Bild nicht mehr verfügbar.

Er führt nicht die größte Partei seines Landes, sondern die kleinste: Der Deutsche Martin Sonneborn kandidiert für die Satirepartei "Die Partei".

Foto: Reuters / Hannibal Hanschke

Warum Hürden überspringen, wenn man sie einfach abschaffen kann? Das dachte sich Martin Sonneborn, als er mit seiner Satirepartei "Die Partei" gegen die in Deutschland gültige Dreiprozenthürde bei EU-Wahlen klagte und recht bekam. 0,6 Prozent der Wähler beförderten den ehemaligen Chefredakteur des Satiremagazins Titanic schließlich als Abgeordneten ins Europaparlament. Dort sitzt er seit fünf Jahren, scheiterte voll und ganz mit all seinen Forderungen wie einem Amazon-freien Mittwoch oder einer Faulenquote und schrieb ein Buch darüber. Jetzt will er wiedergewählt werden. Wir fanden eine Lücke in seinem Terminkalender und klärten Grundsätzliches mit ihm. Zwei Begriffe, eine Antwort.

Politik oder Satire?

Satire. Quatsch, Politik. Nein, beides. Politik mit satirischen Mitteln, das ist am wirkungsvollsten. Die politischen Reden, die ich mit einem kleinen Witz versehen habe, wurden zum Teil über fünf Millionen Mal im Netz abgerufen. Die meiner ernsthaften Kollegen 35-mal. Wenn es gut lief. Der 183 Jahre alte EU-Abgeordnete Jo Leinen (SPD) hatte auch Reden mit null Abrufen.

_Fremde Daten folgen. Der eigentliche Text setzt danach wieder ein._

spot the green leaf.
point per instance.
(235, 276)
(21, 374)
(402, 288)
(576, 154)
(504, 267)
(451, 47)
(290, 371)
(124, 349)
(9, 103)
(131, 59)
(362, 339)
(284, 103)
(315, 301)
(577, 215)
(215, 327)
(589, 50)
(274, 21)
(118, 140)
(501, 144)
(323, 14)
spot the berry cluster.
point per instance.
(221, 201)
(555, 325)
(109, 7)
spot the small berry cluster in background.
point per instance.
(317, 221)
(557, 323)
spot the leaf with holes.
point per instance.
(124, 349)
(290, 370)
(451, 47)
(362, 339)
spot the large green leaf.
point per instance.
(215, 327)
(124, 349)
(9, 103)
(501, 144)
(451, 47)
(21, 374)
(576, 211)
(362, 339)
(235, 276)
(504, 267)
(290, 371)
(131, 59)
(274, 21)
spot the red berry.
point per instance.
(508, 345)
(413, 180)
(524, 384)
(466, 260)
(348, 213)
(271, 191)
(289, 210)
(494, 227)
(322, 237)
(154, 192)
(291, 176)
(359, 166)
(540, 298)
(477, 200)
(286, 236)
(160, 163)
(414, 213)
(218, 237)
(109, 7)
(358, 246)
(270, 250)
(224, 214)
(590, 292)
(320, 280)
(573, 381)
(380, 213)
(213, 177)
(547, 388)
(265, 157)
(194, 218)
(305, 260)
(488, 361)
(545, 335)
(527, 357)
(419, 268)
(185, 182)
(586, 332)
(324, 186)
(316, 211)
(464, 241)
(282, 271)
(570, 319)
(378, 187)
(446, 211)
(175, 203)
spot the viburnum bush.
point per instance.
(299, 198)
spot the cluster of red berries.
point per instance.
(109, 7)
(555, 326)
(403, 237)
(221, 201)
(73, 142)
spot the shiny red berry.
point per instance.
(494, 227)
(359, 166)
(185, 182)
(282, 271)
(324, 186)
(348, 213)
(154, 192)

Martin Sonneborn oder Beppe Grillo?

Objektiv gesehen? Sonneborn. Hat sich noch nicht verbogen, ist nicht verrückt, pöbelt selten, hat moralische Standpunkte und führt nicht die größte Partei seines Landes, sondern die kleinste: mit zwei Prozent in den aktuellen Umfragen.

Brüssel oder Straßburg?

Beides. Beim Herumfahren zwischen den Standorten des EU-Parlaments erhalte ich 53 Cent Spritgeld pro Kilometer, steuerfrei. Die Entscheidungen für die EU werden weder in Brüssel noch in Straßburg getroffen, sondern ganz normal in Berlin.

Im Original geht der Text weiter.